In what is surely the best casting in an animated film this year, actress Phyllis Smith (TV’s “The Office”) was tapped to give voice to one of the five main characters in the newest Pixar film “Inside Out.” In the critically acclaimed animated dramedy, Smith plays Sadness, one of the five personified emotions in charge of running the day-to-day operations in the mind of an 11-year-old girl named Riley.

Finding it difficult to adjust to her and her family’s recent move from Minnesota to San Francisco, Riley tests the limits of her emotions, including Joy, Sadness, Anger, Fear, and Disgust, as she tries to settle into her new surroundings. But when an emergency happens at headquarters where Joy and the other emotions work, the team must band together to help Riley discover who she is and put her back on the right path to find happiness.

During an interview with me for the recent release of “Inside Out” on DVD and Blu-ray, Smith talked about how she settled on the sound of Sadness and how self-conscious she’s always been about her own voice. We also discussed which emotion she would want to add to the film’s roster.

What was your initial reaction when you saw what Sadness was going to look like?

I loved everything about the look of Sadness. Actually, the very first drawings I saw of her were a bit different. She looked more like a teardrop. Then she morphed into her cuteness with her little pigeon toes and her stringy hair and her glasses. I thought she was adorable.

How did you decide what an emotion like sadness should sound like?

[Producers] Pete Docter and Jonas Rivera heard my voice in another project I had worked on. I can remember the very first session that I had, I was trying to feel sad but I was trying too hard. Then they played me a portion of my voice from that other project, which was “Bad Teacher,” and when I reheard my voice I realized it was my energy level I had to change.

Are you the kind of person that hates to hear her own voice?

I used to be! When I would hear my voice when I was speaking into a microphone or something, I was very insecure about it. Somewhere along the line that fell to the wayside. I never really thought of my voice as being anything different or unusual. In fact, I’ll tell you a story: a friend of mine asked me one time, “Why do you talk like that? You’re never going to get any work with that voice. You have to talk with authority.” This was when I was working in offices, not “The Office,” but offices. So, all I can say to that person is, “Hmm” because I never changed a thing and I’m glad I didn’t because it worked out the way it should.

How do you think a character like Sadness can help kids deal with their own emotions?

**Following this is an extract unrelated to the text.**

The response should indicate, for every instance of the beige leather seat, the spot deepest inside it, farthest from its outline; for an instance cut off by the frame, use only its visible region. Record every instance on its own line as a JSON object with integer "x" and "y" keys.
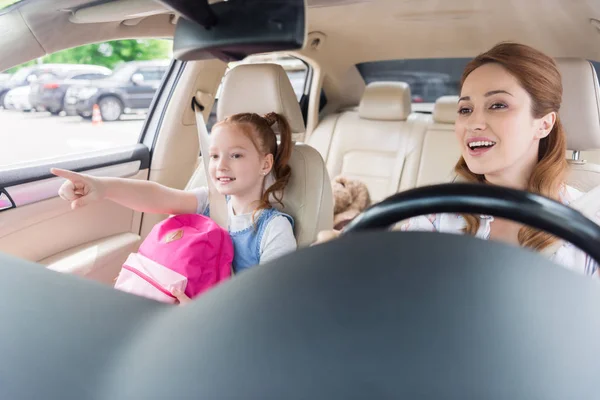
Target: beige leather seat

Well, when they see the film they can see that it’s OK to be sad. Maybe it’ll help them want to talk about it or help others who are going through an emotionally down day. They can just sit and listen to someone else and that could be helpful to them as well. Usually sadness is thought of as a negative, but it could still help to find out that not necessarily always the case.

Would you consider Sadness a bit of a drama queen?

(Laughs) Yes, of course! But she does it in an inoffensive way. I think she’s kind of cute with how she picks her leg up and wants to be drug around.

What emotion is usually in charge of your personal dashboard these days?

After seeing the film, I did do something thinking about that. Joy and Fear are my two driving forces. Fear that I’m not going to do [something] right or whatever. But I’ve be a very blessed person, so I think Joy is the main one in my life.

If you could add another character to the roster of emotions in “Inside Out,” which would you add and what would he or she look like?

(Laughs) I think irritation might be fun. It would be like an offshoot of anger and disgust – in between the two of them. Irritation might have wiry hair or something.

Who would win an award for most melancholy animated character, Sadness, Eeyore or Droopy Dog?

Well, I know who I’d like to win it. (Laughs) I’m going to go with the one closest to my heart, which is the little blue one.

Who is getting the DVD/Blu-ray as a stocking stuffer next month for Christmas?

Oh, a number of people on my list! (Laughs) They can binge watch it and have a good cry.